Your coverage could change with every election.


----------



## omegax (Oct 25, 2006)

I have no more say in how my policy is worded now than I would if I had to call my rep. I can't even threaten to go elsewhere, because my employer, like most employers only cares about providing a decent plan at the best cost.

If the government were to change the policy too much, they would definitely be leaving the door open for private companies to provide the additional coverage.


----------



## Chuck Smith (Feb 22, 2005)

Here is the thing.....your policy may change if you change companies. But if you are paying for XZY coverage you are covered for XYZ. Because that is the contract you signed or your employer has signed.

Now if you are in a public option and no other options are available and it is the goverment that is the only option. They can change it anytime with a vote.

Insurance company's can't. Even if the board of directors for a company wants to change its coverages from XYZ to XY. They are still bound to cover you for XYZ because you signed and paid for it and are paying for it. An insurance policy is a contract a legal binding contract.


----------



## omegax (Oct 25, 2006)

The US government has to abide by contracts, just like anyone.

How is it going to change?
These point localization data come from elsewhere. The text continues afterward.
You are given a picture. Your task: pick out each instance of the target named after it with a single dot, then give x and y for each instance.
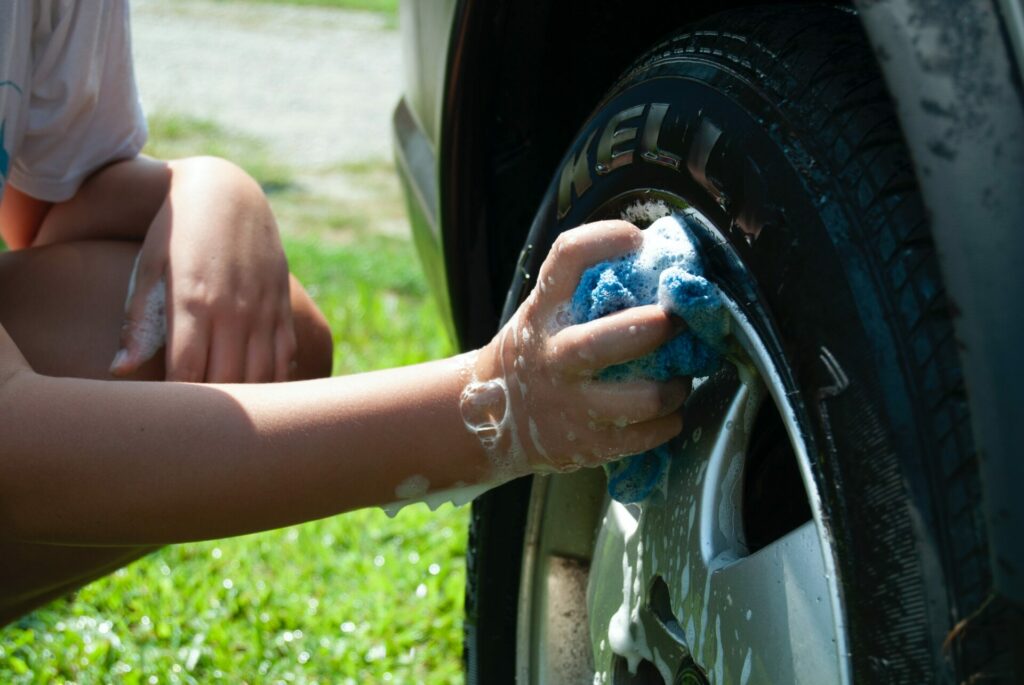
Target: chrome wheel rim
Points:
(691, 586)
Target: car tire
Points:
(773, 129)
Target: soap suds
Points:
(667, 270)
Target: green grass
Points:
(357, 598)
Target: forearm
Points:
(145, 463)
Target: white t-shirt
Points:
(68, 97)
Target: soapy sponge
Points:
(666, 270)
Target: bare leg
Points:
(62, 305)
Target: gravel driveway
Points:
(317, 85)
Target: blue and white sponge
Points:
(667, 270)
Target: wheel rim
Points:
(717, 578)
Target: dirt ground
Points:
(317, 85)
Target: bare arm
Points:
(210, 247)
(93, 462)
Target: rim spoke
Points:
(774, 612)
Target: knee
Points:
(314, 344)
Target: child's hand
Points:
(534, 400)
(214, 243)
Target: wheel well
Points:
(523, 77)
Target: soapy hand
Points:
(213, 252)
(534, 398)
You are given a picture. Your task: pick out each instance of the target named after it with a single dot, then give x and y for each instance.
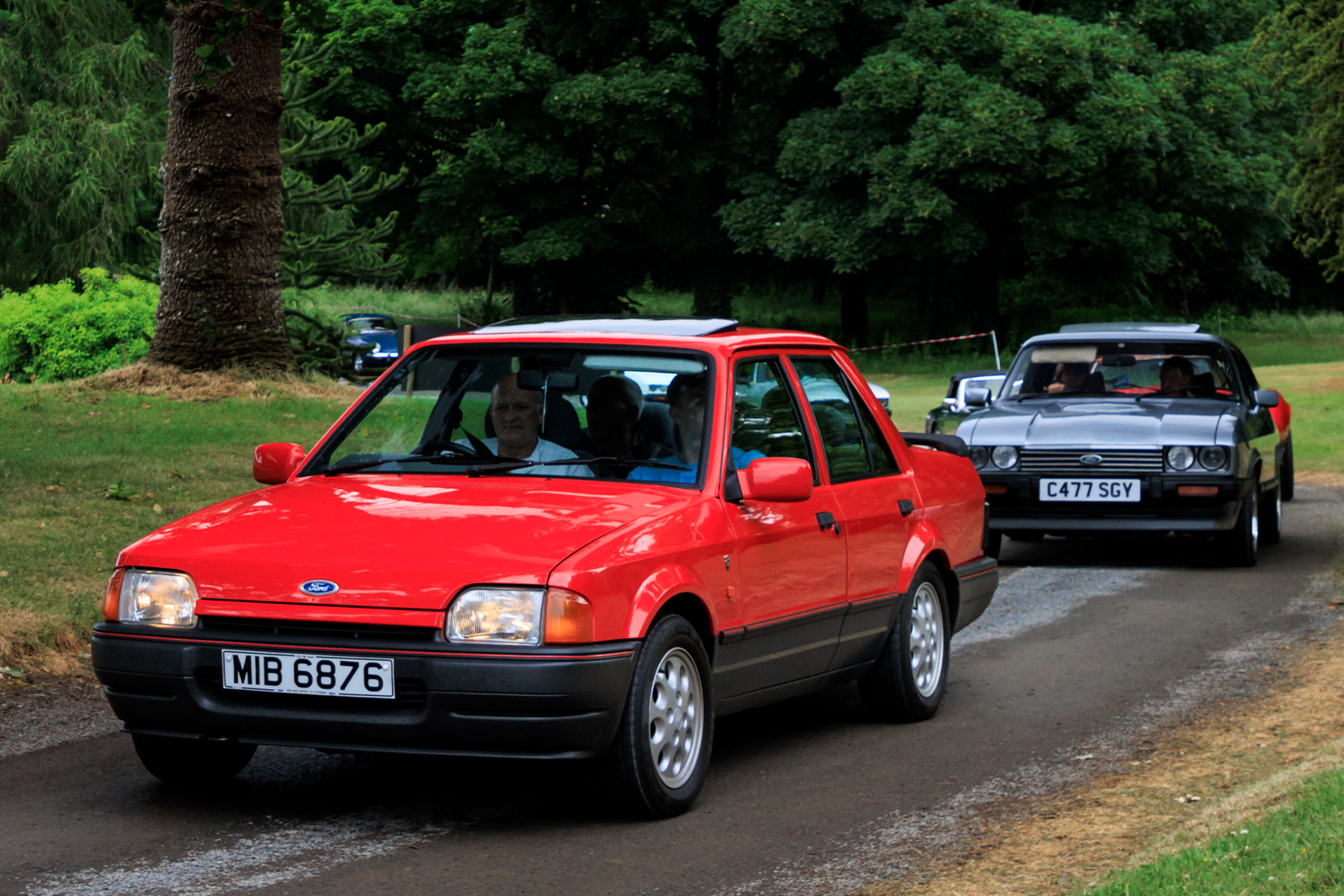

The same people who are covered by the plan would be the ones voting for the representatives. It's not as if Medicare's coverage changes drastically.


----------



## Ron Gilmore (Jan 7, 2003)

OmegaX ever heard of Social Security and Medicare? You are so far out in left field in grasping anything regarding this topic it is laughable!!!!!

Proponents of PO HC keep saying it will not affect anyones private insurance,it will lower costs, etc... But the CBO, and GAO both have proven that this is not accurate, and will lead to higher costs unless benefits are cut.

Now if I as the person want to save money and buy a stripped down plan for HC, that is fine. The Gov because it cannot efficiently deliver services will face two choices increase costs for premiums e.g. taxes or cut costs, e.g. limit services or put max benefits in place for certain services.

You address those two issues with facts and a plan then come talk!


----------



## Chuck Smith (Feb 22, 2005)

> How is it going to change? The same people who are covered by the plan would be the ones voting for the representatives. It's not as if Medicare's coverage changes drasticall


But they are kept in check by private companies. You see check and balance.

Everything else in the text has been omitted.